Few-Shot Learning
Use examples to steer model behavior without fine-tuning. The most underrated prompting technique.
What Is Few-Shot Learning?
Few-shot learning means including examples of desired input/output pairs directly in your prompt. The model infers the pattern and applies it to new inputs — no fine-tuning required.
It's the fastest way to teach a model your specific style, format, or domain conventions.
Zero-Shot vs One-Shot vs Few-Shot
Zero-shot — No examples. Relies entirely on model's training. Use for simple, well-defined tasks.
One-shot — One example. Useful when the pattern is clear and one demonstration is sufficient.
Few-shot — Two to five examples. Use when the pattern is nuanced, or zero/one-shot produces inconsistent results.
More than five examples rarely improves performance and adds token cost.
Constructing Good Examples
Good few-shot examples are:
- Representative — Cover the typical case, not the easy case
- Diverse — Show variation in inputs without changing the pattern
- Exact — Your output examples should be exactly the format you want replicated
Bad few-shot examples give the model conflicting signals. If your examples aren't consistent, neither will be the output.
Few-Shot for Classification
Classify the sentiment of each review as POSITIVE, NEGATIVE, or NEUTRAL.

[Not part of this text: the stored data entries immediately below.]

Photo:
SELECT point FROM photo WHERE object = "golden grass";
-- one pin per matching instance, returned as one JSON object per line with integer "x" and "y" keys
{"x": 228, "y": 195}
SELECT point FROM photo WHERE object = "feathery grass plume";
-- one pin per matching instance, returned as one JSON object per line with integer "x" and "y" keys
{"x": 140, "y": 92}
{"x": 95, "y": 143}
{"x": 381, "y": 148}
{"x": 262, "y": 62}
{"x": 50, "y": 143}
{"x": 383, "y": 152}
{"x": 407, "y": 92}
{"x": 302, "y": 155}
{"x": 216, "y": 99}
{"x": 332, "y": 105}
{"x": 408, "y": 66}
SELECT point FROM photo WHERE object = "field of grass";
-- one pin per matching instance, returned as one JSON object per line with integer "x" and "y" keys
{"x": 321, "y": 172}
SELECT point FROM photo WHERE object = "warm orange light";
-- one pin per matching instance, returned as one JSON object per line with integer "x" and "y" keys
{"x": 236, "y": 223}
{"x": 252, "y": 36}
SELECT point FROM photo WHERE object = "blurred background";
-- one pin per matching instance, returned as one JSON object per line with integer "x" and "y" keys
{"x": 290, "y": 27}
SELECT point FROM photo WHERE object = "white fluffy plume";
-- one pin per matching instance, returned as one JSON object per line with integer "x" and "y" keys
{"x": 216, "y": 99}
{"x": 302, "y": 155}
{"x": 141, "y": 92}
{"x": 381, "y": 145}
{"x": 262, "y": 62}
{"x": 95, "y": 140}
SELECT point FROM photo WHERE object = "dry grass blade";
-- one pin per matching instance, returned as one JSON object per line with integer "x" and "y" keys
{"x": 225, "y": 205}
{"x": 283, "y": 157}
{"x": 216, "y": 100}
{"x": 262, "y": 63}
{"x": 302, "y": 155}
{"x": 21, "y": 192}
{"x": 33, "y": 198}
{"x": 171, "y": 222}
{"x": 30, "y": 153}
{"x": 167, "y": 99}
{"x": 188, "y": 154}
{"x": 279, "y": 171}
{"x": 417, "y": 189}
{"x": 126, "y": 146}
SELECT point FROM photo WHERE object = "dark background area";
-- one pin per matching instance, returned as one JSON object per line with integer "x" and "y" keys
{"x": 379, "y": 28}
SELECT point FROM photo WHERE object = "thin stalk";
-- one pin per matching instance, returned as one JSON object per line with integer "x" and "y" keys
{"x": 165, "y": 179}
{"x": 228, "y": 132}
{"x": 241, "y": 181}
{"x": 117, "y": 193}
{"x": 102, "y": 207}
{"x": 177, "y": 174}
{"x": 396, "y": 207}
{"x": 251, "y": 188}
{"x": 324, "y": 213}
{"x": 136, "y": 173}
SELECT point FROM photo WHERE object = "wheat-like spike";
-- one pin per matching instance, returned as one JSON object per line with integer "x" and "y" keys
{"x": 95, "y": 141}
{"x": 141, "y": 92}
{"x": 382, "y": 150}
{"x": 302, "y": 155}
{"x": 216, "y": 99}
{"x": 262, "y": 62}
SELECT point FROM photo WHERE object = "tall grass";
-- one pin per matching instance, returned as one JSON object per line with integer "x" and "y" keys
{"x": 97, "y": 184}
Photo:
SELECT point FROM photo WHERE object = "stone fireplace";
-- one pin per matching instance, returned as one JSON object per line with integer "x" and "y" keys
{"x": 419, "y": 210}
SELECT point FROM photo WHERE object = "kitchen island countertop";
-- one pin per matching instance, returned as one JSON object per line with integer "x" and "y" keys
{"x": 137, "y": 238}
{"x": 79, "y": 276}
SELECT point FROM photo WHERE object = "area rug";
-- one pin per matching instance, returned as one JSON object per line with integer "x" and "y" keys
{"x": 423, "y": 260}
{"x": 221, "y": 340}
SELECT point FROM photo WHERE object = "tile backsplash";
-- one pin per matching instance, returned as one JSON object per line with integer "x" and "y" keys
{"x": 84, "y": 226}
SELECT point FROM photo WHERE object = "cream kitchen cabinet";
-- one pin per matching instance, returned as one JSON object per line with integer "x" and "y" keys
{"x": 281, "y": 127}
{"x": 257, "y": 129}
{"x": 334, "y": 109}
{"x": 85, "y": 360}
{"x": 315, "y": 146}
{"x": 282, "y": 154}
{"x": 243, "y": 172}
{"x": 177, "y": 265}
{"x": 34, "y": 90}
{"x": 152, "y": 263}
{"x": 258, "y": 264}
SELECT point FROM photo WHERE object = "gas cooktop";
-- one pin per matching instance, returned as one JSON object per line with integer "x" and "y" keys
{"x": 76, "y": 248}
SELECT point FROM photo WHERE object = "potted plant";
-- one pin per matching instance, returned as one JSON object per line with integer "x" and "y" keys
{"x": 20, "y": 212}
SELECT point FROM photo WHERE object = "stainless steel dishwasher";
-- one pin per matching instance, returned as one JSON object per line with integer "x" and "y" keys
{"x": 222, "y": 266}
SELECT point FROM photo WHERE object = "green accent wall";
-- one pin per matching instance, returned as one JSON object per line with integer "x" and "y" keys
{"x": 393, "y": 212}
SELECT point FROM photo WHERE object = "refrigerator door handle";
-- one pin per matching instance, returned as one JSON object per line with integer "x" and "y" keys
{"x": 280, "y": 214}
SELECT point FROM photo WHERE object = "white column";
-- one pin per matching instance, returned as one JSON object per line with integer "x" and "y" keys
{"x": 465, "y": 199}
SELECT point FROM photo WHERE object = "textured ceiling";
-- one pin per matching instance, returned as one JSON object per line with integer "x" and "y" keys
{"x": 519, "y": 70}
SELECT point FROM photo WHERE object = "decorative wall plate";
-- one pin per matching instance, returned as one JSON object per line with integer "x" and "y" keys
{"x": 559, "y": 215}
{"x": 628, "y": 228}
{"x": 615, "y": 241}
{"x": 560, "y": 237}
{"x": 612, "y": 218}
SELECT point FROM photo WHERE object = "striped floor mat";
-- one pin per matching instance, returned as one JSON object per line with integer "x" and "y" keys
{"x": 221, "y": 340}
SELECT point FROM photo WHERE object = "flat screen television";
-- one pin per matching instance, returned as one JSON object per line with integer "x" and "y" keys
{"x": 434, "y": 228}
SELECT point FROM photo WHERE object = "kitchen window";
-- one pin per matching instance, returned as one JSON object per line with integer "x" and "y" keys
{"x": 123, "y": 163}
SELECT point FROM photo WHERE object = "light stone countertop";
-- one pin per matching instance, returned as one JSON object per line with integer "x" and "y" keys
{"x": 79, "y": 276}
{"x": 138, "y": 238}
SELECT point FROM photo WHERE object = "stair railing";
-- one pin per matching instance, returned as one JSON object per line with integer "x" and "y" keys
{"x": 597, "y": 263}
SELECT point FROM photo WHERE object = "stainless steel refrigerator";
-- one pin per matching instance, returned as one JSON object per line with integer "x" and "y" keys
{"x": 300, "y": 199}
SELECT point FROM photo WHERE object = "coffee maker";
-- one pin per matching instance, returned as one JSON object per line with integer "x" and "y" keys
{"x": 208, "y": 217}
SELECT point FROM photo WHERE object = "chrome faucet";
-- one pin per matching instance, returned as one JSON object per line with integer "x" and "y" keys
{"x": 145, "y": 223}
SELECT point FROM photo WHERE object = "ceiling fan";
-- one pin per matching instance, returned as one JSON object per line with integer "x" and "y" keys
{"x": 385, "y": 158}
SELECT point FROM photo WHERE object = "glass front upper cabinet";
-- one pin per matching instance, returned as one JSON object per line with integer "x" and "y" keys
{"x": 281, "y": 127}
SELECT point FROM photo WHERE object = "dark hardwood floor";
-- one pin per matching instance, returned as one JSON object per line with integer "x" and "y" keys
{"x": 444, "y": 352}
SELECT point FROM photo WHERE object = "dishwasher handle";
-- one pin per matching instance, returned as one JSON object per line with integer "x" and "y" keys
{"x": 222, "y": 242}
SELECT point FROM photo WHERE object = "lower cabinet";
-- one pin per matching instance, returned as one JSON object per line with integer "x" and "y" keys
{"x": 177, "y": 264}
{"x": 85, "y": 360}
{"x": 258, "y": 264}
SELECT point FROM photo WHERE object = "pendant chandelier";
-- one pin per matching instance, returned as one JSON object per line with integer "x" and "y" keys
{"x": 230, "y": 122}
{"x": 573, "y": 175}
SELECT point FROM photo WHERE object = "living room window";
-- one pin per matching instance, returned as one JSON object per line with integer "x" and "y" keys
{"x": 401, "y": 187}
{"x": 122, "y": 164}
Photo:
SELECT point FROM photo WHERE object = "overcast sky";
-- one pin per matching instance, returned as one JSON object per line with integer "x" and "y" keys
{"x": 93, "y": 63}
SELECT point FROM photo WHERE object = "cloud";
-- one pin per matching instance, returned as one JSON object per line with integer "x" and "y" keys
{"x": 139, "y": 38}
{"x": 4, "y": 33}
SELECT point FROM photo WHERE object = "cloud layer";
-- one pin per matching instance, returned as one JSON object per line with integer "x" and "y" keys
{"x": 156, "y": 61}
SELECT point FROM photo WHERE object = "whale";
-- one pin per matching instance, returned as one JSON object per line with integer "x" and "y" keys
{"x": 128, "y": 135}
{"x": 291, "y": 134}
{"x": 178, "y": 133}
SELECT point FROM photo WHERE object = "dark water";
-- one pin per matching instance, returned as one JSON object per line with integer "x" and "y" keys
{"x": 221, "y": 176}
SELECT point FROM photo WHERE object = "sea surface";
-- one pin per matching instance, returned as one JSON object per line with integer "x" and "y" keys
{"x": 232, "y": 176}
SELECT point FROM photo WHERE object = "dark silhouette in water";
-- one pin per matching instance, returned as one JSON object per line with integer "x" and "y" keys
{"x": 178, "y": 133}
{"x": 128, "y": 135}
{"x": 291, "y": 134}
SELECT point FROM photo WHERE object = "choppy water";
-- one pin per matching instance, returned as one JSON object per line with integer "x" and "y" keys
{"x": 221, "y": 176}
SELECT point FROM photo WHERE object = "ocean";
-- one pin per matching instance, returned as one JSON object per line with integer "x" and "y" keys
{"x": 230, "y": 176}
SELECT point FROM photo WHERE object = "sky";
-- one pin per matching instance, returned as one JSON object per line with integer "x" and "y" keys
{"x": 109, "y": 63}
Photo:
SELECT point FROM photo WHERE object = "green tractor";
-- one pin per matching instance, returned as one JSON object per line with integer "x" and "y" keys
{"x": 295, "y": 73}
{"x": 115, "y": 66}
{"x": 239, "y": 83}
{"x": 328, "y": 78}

Review: "The product exceeded every expectation." → POSITIVE
Review: "Arrived broken. Terrible packaging." → NEGATIVE
Review: "It's fine, does what it says." → NEUTRAL
Review: "{new review}" →
Few-Shot for Format Control
When you need precise output structure (JSON, YAML, custom schema), show the model an example of the exact output. This is more reliable than describing the format in words.